C’est l’homme de ma vie et j’ai le coeur brisé. 🙁   »

*Le nom a été changé par souci de confidentialité.

 

LA RÉFLEXION DE LA RÉDAC:

(Par la docteure Sophie Leroux, psychologue)

Voici une situation qui n’est pas facile à vivre, beaucoup plus fréquente que l’on pourrait croire.

Ce qu’il faut savoir, c’est qu’il s’agit là d’un fantasme, c’est-à-dire une situation imaginaire, illusoire, qui est alimentée selon les besoins, conscients ou non, de la personne.

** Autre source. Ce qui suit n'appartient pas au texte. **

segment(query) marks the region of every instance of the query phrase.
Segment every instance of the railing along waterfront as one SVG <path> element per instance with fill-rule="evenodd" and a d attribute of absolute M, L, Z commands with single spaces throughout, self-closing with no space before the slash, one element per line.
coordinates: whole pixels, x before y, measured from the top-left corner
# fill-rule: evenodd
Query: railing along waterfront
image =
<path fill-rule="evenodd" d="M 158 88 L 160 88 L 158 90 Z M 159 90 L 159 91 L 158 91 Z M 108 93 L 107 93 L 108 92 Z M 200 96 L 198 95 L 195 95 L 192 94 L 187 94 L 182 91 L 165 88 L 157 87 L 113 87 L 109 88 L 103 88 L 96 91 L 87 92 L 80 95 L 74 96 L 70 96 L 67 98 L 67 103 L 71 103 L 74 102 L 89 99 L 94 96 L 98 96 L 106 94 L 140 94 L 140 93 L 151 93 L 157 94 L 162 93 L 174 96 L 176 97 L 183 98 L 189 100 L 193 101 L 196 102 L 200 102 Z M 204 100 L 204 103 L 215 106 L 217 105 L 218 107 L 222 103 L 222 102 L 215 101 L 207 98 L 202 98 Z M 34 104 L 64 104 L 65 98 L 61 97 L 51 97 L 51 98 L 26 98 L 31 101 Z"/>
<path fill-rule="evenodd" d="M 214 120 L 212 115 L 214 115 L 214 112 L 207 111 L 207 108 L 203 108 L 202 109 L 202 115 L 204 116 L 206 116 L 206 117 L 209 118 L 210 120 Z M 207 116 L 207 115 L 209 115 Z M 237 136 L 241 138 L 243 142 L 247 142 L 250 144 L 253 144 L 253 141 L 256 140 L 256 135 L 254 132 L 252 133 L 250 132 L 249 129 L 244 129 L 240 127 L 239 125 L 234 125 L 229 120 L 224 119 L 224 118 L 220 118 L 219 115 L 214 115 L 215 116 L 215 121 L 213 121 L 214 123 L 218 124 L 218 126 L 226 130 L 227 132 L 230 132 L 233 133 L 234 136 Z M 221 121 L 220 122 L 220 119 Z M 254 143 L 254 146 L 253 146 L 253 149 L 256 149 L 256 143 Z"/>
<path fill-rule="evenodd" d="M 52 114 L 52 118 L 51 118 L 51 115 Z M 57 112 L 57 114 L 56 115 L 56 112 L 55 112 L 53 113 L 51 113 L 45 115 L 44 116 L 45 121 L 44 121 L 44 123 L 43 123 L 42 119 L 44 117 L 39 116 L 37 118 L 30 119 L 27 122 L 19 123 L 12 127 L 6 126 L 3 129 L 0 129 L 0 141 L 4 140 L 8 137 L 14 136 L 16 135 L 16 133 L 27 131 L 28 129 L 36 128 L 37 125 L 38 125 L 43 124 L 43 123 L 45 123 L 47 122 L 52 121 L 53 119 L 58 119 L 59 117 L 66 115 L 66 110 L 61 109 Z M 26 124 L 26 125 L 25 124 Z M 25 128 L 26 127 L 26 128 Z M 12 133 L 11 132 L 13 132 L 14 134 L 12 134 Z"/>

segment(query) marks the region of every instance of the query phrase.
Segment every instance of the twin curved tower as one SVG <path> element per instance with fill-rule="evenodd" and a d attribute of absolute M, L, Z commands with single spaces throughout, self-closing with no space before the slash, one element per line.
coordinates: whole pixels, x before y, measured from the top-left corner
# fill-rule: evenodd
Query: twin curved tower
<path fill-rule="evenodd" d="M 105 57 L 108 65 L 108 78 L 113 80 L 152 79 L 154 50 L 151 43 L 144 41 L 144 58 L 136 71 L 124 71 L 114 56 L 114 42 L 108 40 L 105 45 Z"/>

On peut fantasmer à tout âge et dans différents contextes.

Dans le cas présent, la réalité fait en sorte qu’un enseignant ne peut pas avoir de relation (amoureuse ou sexuelle) avec son étudiante, notamment parce qu’elle est mineure, mais aussi parce qu’il est en position d’autorité et de pouvoir et qu’il se doit de rester objectif lors des évaluations scolaires.

Nous voilà donc dans une impasse. Si le professeur cède, il est dans le tort et s’il refuse ou bien ignore l’étudiante, elle le vit comme un rejet. La réalité peut être difficile à accepter, elle implique une forme de deuil, surtout quand des sentiments amoureux sont ressentis.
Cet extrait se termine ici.